If freezing the old numbers is the way to go, and no references will be made to the old numbers generated by Wade-Giles forms, then there will be the need to establish new schedules in areas where schedules are arranged by the Wade-Giles forms, especially the numbers for the 20th century authors in PL2735.5-PL2929.5. Every existing author will probably end up with two author numbers, one based on the Wade-Giles and the other, Pinyin. Not too many names or subjects can stay in the same numbers. Cuttering is not only determined by the first letter in a word, the second and third letters will also influence the outcome of the Cuttering. Also it is not just the surnames that will be the determining factors in Cuttering; the forenames will also play important roles. The determining factors differ from caption to caption.
Two areas that will be greatly affected by the conversion are:
In addition to the DS and PL schedules, other schedules will also be affected when names and vernacular terms are used for Cuttering purposes.
Further, LC needs to replace the old numbers and their captions based on Wade-Giles with the new numbers and captions based on Pinyin in all the affected areas, and have them printed on the classification schedule before Day 1. Otherwise, outside libraries will have nothing to work on except the blank A-Z captions. Only LC can determine the class and the subject Cutter numbers to replace those old ones. There are differences between the subject and book Cutter numbers. The former is part of the class numbers, while the latter can be assigned by the outside libraries.
For literary authors, LC's practice has been to link the AACR II names to the numbers derived from AACR I names. For example, Hsiao, Hung, 1911-1942, the AACR II name, classed in PL2740.N3, the number derived from the AACR I name, Chang, Nai-ying, 1911-1942. The Pinyin format for the author will become Xiao, Hong. Shall the author be retained in PL2740.N3, or reclassed according to the Pinyin form?
Commentaries on individual persons or works are supposed to class with the original call numbers (F570), which in most cases, are based on Wade-Giles. If we freeze the old numbers, we have to establish new numbers based on the Pinyin forms for authors and works before we can proceed to catalog any commentary works.
We understand that LC has been looking for a new shelflisting procedure, which will be very different from the current practice. We would like to know to what extent that will impact the call numbers. If we carry out the Pinyin conversion task ahead of the new shelflisting procedure, we certainly will suffer another major setback in the Pinyin-based call numbers. We can not afford to keep on abandoning and changing our call numbers every so often.
At the time when library budget and cataloging staff are facing deep cuts throughout the U.S. libraries (LC included), we certainly can not afford to do everything we want to do at the same time. We have to sort out our priorities and plan very carefully and wisely on how to allocate our limited resources.

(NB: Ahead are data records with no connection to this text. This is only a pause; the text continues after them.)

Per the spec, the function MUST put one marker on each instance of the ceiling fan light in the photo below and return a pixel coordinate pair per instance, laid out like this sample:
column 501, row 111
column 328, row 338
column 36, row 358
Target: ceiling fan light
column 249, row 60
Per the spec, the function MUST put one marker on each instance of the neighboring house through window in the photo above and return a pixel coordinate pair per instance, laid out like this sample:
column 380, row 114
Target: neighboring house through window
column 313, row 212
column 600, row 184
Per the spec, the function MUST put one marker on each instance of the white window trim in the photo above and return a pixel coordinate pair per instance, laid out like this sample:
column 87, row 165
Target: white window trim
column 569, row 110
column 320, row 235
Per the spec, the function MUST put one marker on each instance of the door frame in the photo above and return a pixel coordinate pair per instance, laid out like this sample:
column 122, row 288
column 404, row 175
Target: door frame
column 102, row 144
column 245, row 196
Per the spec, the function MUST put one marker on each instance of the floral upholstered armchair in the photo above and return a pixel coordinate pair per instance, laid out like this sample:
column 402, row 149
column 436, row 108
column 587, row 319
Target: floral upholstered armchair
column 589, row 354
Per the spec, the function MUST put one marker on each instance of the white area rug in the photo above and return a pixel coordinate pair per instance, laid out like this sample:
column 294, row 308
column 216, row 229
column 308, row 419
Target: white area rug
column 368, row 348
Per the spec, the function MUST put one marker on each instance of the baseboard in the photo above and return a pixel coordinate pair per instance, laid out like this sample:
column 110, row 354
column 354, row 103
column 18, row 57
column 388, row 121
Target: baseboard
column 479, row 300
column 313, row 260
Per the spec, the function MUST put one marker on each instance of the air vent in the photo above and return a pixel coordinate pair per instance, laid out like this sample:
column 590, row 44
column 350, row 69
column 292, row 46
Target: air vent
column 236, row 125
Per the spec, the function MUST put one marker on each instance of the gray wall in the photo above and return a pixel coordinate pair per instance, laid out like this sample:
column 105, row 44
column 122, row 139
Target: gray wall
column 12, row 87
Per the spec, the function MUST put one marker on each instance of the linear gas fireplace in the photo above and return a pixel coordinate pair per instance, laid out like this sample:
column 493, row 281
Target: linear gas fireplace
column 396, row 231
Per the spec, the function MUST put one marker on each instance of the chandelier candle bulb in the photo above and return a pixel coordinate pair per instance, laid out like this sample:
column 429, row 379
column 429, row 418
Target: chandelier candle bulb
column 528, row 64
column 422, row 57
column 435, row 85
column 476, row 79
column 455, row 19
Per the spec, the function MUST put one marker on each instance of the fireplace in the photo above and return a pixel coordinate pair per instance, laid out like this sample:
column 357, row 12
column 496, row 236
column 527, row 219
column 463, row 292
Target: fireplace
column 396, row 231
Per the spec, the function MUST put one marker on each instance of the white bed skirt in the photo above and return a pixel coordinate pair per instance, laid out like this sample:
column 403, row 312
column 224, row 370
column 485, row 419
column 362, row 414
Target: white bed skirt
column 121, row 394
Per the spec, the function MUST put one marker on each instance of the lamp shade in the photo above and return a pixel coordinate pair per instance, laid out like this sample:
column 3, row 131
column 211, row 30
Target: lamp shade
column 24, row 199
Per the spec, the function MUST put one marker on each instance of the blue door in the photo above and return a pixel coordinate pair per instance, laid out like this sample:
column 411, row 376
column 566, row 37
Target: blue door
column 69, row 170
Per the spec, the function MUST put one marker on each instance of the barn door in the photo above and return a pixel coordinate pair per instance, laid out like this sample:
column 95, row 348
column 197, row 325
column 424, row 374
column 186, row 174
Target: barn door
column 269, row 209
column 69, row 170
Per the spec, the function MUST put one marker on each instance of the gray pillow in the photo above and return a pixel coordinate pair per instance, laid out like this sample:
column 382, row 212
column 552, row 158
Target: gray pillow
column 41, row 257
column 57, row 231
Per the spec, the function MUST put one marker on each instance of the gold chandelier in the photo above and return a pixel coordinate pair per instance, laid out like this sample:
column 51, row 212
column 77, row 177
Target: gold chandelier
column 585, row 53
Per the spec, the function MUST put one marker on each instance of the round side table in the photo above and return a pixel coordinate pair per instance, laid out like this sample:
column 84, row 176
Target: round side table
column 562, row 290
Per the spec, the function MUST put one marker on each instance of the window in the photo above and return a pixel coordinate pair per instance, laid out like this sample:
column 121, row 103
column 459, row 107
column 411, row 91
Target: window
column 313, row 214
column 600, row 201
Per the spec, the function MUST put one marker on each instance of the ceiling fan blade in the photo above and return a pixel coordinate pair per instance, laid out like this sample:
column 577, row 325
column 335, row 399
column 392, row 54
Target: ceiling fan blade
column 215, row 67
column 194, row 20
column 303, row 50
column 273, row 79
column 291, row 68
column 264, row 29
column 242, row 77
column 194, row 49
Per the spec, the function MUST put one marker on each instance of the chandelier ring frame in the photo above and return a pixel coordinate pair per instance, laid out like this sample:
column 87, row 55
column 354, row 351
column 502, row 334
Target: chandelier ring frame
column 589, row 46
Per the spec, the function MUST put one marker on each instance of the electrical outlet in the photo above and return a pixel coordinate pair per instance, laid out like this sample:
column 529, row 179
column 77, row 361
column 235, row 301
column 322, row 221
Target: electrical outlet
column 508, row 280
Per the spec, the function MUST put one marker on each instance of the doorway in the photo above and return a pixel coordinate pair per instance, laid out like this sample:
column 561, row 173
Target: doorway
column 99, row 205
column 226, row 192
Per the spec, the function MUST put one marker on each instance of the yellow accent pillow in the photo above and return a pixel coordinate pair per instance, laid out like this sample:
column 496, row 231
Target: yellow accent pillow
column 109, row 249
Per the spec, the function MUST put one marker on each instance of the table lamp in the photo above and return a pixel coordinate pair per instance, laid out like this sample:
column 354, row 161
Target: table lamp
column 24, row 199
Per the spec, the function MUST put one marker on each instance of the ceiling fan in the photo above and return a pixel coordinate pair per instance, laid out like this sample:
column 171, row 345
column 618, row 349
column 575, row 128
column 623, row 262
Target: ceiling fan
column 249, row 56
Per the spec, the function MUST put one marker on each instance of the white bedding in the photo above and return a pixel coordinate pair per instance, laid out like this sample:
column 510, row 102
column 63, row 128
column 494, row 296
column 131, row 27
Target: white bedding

In an April 3rd E-mail to Philip Melzer, the Chairperson of CEAL Technical Processing Committee, Mr. Eugene Wu, the Librarian of Harvard-Yenching Library, listed several top priorities facing the U.S. East Asian libraries today. They are: retrospective conversion, CJK local OPAC system, CJK characters in the Name Authority File. I can add another one: integrated library online system capable of handling CJK scripts.
The National Library of Australia is to be complimented for its commitment and professionalism as evident in its fine statements about Pinyin syllable linkage and its conversion of all its Chinese bibliographic records to Pinyin form. If there is any lesson to be learned, I believe that is: Say only what you can deliver, and deliver what you have already said.